I will post a pic of the boxes tomorrow. They do have a lip on them. My chickens are all different ages. Yes I read not to use cedar.


----------



## BantamHero (Jan 30, 2013)

There can be many different reasons why your chickens won't all lay!
1.during the winter if you don't have a heat lamp or some sort of light some can be unwilling to lay..
2.not being properly feed can cause issues (if you mix broken down oyster shells with the food it will help make your egg shell stronger)
3. And of course age to young or to old!!


----------



## 1948daydreamer (Sep 9, 2012)

I tried Spanish Moss,thought it would be nice and soft. The chickens didn't like it. But,they seem perfectly happy with just plain old pine needles.


----------



## Pinkter (Aug 19, 2012)

I use pine shavings from the feed store too. They are clean and work nicely.


----------



## Bluerooster (Jan 19, 2013)

1948daydreamer said:


> I tried Spanish Moss,thought it would be nice and soft. The chickens didn't like it. But,they seem perfectly happy with just plain old pine needles.
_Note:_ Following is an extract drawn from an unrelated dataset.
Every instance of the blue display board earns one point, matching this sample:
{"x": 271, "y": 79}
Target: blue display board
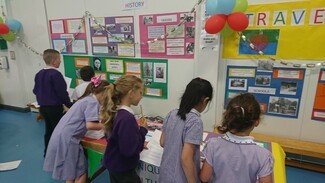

 Spanish moss is full of chiggers. I use either hay, or pine shavings. Sometimes both.


----------



## Circle_U_Farm (Jul 12, 2012)

My layers do the same thing with straw. They are searching for the wheat. I use pine chips in the nests and they leave it in there. I still use straw for the floor of the coops and they keep it all turned over nicely.


----------